Sunday, November 25, 2007

Big Weekend Flying

Spent a fair bit of time on RC flying this weekend, with flying both mornings, and indoor night last night at Erindale College, and going out to take a look at the Namadgi Club open day today.

Not sure how much of what has gone on seems blogworthy but here's an attempt.

I installed some rare earth magnets in the wings of my easystar. A couple of times after high speed runs I was finding, even after a perfect landing that one of the wings had started to come away in the air. Needless to say that could get bad easily. The rare earth magnets are installed about an inch forward of the CF spar holes in the wings. Had a test fly with it today. Works good. Even after much gliding punctuated by high speed stupidity the wings were exactly where I left them (an unsurprisingly comforting thing for an aircraft).

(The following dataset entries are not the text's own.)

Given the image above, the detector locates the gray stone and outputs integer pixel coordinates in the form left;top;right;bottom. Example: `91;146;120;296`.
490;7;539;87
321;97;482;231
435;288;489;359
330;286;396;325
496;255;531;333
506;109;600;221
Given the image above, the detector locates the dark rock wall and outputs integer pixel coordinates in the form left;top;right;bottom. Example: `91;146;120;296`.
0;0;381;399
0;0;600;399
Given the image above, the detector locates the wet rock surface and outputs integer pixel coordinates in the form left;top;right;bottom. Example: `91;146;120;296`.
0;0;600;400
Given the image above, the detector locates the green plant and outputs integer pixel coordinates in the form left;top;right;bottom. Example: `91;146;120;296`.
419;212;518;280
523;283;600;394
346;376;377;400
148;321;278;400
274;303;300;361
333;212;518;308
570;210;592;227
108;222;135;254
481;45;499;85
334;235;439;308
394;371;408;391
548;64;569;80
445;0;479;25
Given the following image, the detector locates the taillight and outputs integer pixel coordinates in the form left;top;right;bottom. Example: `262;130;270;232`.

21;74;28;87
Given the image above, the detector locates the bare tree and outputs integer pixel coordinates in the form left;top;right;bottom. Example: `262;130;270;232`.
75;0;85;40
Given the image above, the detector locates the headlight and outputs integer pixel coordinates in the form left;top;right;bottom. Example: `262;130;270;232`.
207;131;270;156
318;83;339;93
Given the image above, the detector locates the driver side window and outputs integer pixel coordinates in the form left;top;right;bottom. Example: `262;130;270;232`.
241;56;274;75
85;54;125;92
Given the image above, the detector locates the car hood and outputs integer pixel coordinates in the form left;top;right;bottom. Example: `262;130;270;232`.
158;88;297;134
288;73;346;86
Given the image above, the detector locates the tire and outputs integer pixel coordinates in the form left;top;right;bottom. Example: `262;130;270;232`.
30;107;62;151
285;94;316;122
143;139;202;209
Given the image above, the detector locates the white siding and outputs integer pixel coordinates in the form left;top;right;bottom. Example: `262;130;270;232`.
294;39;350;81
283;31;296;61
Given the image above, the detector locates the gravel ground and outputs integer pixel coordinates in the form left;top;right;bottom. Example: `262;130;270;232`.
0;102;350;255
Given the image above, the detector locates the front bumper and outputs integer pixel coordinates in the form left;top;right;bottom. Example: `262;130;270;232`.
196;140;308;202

The one incident of the weekend involved stalling the RV4 on approach on Saturday morning. She was just coming down a bit short (with me trying to perfect the positive AOA landing technique) and I gave her a click of throttle and some more up elevator - should have have just given her more throttle. She is a little hard to get in correctly, not cause the technique is wrong, but she is flying so well on that 8x6HD GWS prop, and there just isn't enough granularity between those low throttle positions to get quite what you want (or that's my excuse anyway). She was barely moving when she stalled, and damage was quite light - snapped the over wing stringer on the right hand side - glued up with CA this morning and she flew like a trooper this morning.

Elebee got some stick time after a bit of an absence - still just as she was.

Put a few more batteries through the TREX. Even did a pirouette today - first one ever in a real heli, and recovered to a nice stable hover at the end. Moving towards nose in hover gradually.

Speaking of helis the indoor night at Erindale had the normal amount of carnage and destruction. My Squirt was let down by her speedie and so didn't fly, but the Blackhawk had a good stretch of her legs. Was great to fly the counter rotating ship in such a nice large space, and see some of it's flight characteristics.

I did learn one thing - it is possible to bring down counter rotating helis - get enough speed in them, rudder them round to 90 degrees and give full cyclic role - blades touch, lose all energy and the thing falls to the floor like a feather. No real damage but a broken undercarriage strut (and I had a spare) - I spose this counts as an incident too, but let's face it - indoor night - it's gonna happen.